Data from ParlGov shows that, on a matrix of four key measures, UK voters favour the left over the right. Over 40 years and 11 elections, voters have cast on average 57% of votes for parties deemed to be on the left, making the UK the most progressive of the 15 nations in a sample including Sweden, Norway, Finland and Germany. And yet, because of our first-past-the-post voting system, we end up with the most rightwing governments.

This latent progressive majority can’t just be summoned into reality. It must be politically constructed through arguments and offers that bring the centre-left together. The key issue here is proportional representation, which, if offered by Labour, would secure the backing of Liberal Democrats, Greens and radicals of all stripes.

Compass, the organisation I’m part of, is working with activists from all parties to elect candidates who back proportional representation so that the radical potential of the electorate can be realised.

Crucially, the progressive-majority strategy enables the centre-left to win on a centre-left mandate. It provides a springboard for gradually more transformative government.

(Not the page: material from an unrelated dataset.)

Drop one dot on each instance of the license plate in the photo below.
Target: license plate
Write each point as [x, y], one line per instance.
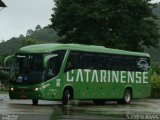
[23, 96]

Of course, we know the mantra “lose, lose, lose, Blair, Blair, Blair, lose, lose, lose”. But you could just as well replace that with “right, right, right, rightish, rightish, rightish, right, right, right”! Any Labour government is better than any Tory government, but if it’s not better enough then the drift to the right continues.

Labour always mistakes an electoral mandate for a governing mandate. The right never does, and will relentlessly attack the new government as soon as it wins. Will Labour have intellectual, cultural and organisational resources to draw upon? Or will it be beholden to established vested interests, and thus have no real ability to alleviate poverty, invest in public services and mass public housing and most of all, drive a green transition.

This country isn’t conservative, it is chronically insecure, rampantly volatile and open to the lure of national populism if any new government doesn’t succeed. Look to France, where centrist politics is crumbling, and national populism is ascendant. Belatedly, the centre-left has formed a Popular Front to combat the shift to the right. Let’s hope it’s not too late there or here.

Labour isn’t going to win big because it’s refused to say anything. It will win big because it’s time for change. If enough doesn’t change, then people will jump just as quickly and as big to something else. As the line at the end of Terminator goes, “There is a storm coming.” We can head it off.